They are from the same algorithm run its just that imagerec_prod.tar.bz2 has filtered out articles that should not have images (see: T276137)

In T293808#7449361, @Eevans wrote:

Based on the TSV files in imagerec_prod.tar.bz2, the dataset seems to consist of the following:

[...]

Judging by the enwiki TSV file, only ~8.6% of the rows have an image, is this correct? If so, are we expecting to store entries without an image (read: without a valid recommendation)?

That's correct, and use case specific. For the Structured Data PoC, the API team expected a dataset with

a list of all unillustrated articles detected on a wiki.
at most three candidate images that match an unillustrated article.

An empty image_ids denotes the case of "unillustrated article with no recommendations". This semantic was required (IIRC) to compare this dataset with an Elasticsearch (MediaSearch) result sets. See https://phabricator.wikimedia.org/T274798.
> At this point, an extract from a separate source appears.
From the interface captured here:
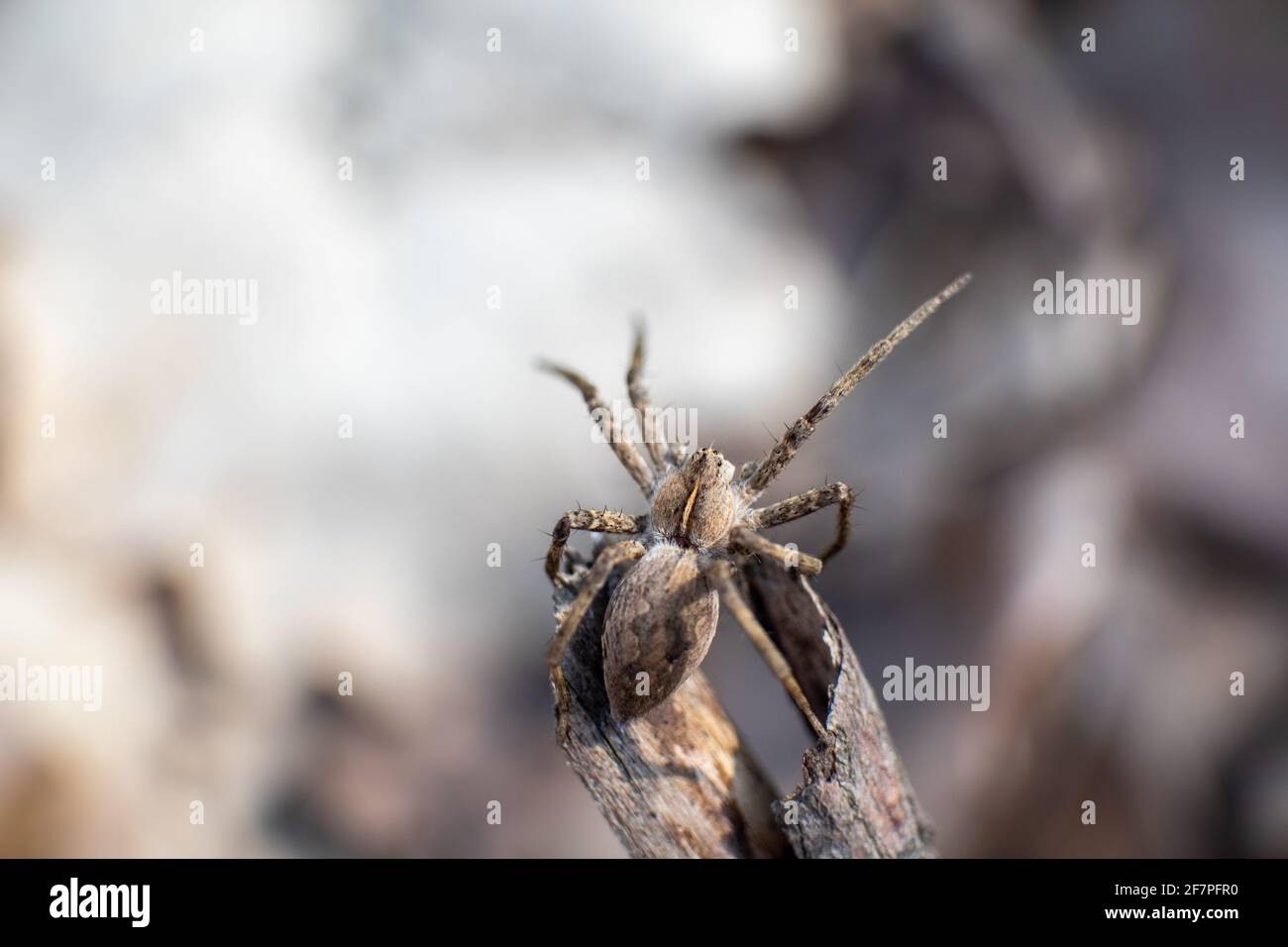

As for the page_title, we should maybe revisit this requirement with client teams.

In T293808#7449447, @Eevans wrote:

Based on this Superset query, the dataset seems to consist of the following:

[...]

Supersets exposes staged datasets (imagerec, imagerec_prod) that are used to create use-case specific materialised views. Both are meant for internal use.

From imagrec_prod we generate three datasets, shared with client teams with a file based API (analytics.wikimedia.org or HDFS).

Data for the Structured Data use case was exported with this query: https://github.com/mirrys/ImageMatching/blob/main/ddl/export_prod_data.hql
Data for the Android use case was exported with this query: https://github.com/mirrys/ImageMatching/blob/main/ddl/export_prod_data-android.hql
Data for the Search use case was exported with this query: https://github.com/mirrys/ImageMatching/blob/main/ddl/external_search_imagerec.hql

The schema you reference in https://phabricator.wikimedia.org/T293808#7449361 refers to the Structured Data, which I'd consider the canonical dataset for our modelling exercise.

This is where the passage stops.